Actually, try to get as many sites with related content to yours to link to you regardless of your PR. Inbound traffic from related sites is at least as good as search engine traffic. Recently in fact I found that a Russian site was linking to mine unsolicited from my logs. I found they had a bulletin board, and realized at least one of the webmasters spoke English. I offered to link back to them, and even asked for the proper Russian Cyrillic language text that was proper for the link. [BTW, I never realized what a pain it was to figure out *how* to get Russian language text on one of my web pages. ;)]. I figure good relations with related sites (I also have a Finnish language site linking to me) is more important than worrying about search engines.

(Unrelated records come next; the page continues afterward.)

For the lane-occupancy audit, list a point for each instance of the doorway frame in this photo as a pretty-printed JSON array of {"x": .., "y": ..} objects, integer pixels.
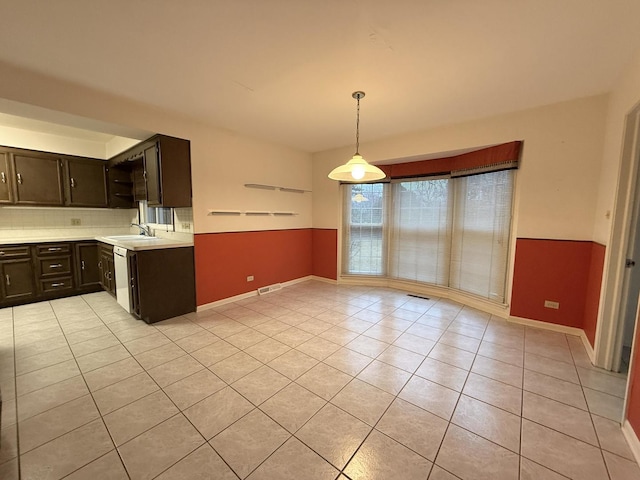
[{"x": 609, "y": 324}]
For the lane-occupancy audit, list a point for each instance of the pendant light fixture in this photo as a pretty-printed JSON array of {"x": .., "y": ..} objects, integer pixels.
[{"x": 357, "y": 169}]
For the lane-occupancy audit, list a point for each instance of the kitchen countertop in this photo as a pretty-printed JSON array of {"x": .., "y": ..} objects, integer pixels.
[
  {"x": 145, "y": 244},
  {"x": 136, "y": 245}
]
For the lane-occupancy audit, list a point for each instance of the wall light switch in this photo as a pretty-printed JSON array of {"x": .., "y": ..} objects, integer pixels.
[{"x": 550, "y": 304}]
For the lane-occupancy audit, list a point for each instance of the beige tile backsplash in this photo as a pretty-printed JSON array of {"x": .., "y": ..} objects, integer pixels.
[
  {"x": 24, "y": 223},
  {"x": 43, "y": 222}
]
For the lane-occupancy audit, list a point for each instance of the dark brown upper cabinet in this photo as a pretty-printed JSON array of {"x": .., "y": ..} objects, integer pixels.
[
  {"x": 86, "y": 183},
  {"x": 87, "y": 256},
  {"x": 6, "y": 193},
  {"x": 166, "y": 170},
  {"x": 37, "y": 179},
  {"x": 120, "y": 187}
]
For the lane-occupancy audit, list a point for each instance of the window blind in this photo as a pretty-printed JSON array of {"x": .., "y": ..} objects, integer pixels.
[
  {"x": 443, "y": 231},
  {"x": 364, "y": 225},
  {"x": 480, "y": 244},
  {"x": 420, "y": 231}
]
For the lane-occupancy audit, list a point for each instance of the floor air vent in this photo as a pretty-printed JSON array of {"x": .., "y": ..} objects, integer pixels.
[
  {"x": 269, "y": 289},
  {"x": 417, "y": 296}
]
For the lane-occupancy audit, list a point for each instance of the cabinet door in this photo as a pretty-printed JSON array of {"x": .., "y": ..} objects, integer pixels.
[
  {"x": 103, "y": 268},
  {"x": 112, "y": 275},
  {"x": 86, "y": 183},
  {"x": 38, "y": 180},
  {"x": 87, "y": 271},
  {"x": 152, "y": 175},
  {"x": 17, "y": 279},
  {"x": 6, "y": 195},
  {"x": 132, "y": 259},
  {"x": 120, "y": 186}
]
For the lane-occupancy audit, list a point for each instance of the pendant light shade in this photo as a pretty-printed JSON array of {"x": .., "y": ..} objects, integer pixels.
[{"x": 357, "y": 169}]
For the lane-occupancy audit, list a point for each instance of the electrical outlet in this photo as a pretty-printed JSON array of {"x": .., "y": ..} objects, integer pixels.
[{"x": 550, "y": 304}]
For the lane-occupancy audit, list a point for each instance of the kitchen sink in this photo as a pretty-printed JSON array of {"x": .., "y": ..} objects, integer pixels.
[{"x": 130, "y": 238}]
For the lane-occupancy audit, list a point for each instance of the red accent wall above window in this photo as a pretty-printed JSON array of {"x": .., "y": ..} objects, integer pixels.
[{"x": 498, "y": 157}]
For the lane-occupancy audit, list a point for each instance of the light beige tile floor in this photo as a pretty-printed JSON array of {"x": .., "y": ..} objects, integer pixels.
[{"x": 315, "y": 381}]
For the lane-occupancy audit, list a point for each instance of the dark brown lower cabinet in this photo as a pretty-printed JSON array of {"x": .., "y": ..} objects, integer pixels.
[
  {"x": 44, "y": 271},
  {"x": 87, "y": 258},
  {"x": 106, "y": 269},
  {"x": 17, "y": 280},
  {"x": 162, "y": 283}
]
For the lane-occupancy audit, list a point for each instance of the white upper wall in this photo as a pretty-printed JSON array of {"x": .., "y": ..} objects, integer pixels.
[
  {"x": 557, "y": 183},
  {"x": 46, "y": 142}
]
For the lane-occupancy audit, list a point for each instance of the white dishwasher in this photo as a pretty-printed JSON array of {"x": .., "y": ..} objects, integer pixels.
[{"x": 121, "y": 266}]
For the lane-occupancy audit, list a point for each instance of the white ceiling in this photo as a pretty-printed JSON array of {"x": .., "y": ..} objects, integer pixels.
[{"x": 284, "y": 70}]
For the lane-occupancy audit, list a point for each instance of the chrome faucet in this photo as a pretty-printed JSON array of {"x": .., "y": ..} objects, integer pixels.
[{"x": 144, "y": 229}]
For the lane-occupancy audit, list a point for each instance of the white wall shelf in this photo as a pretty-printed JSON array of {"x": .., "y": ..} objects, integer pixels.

>> I wasn't refering entirely to PR
I just want to clarify this because I'm afraid we're confusing our new user Nik21. "PR" is usually used at WebmasterWorld to refer to Google's PageRank, which is a measure of the number and quality of links to each web page Google has indexed. But sometimes it's used more casually to refer to any or every element of determining rankings.
So "PR is 100% related to link pop" is correct if it's referring to PageRank. "Google will pass on extra PR if the site that links to you is of similar content" may be correct if "PR" in that statement does not mean PageRank, but means in general an improvement in ranking.
And SERPs, in case it's not clear, is "search engine results pages," the page of results that are returned for a query.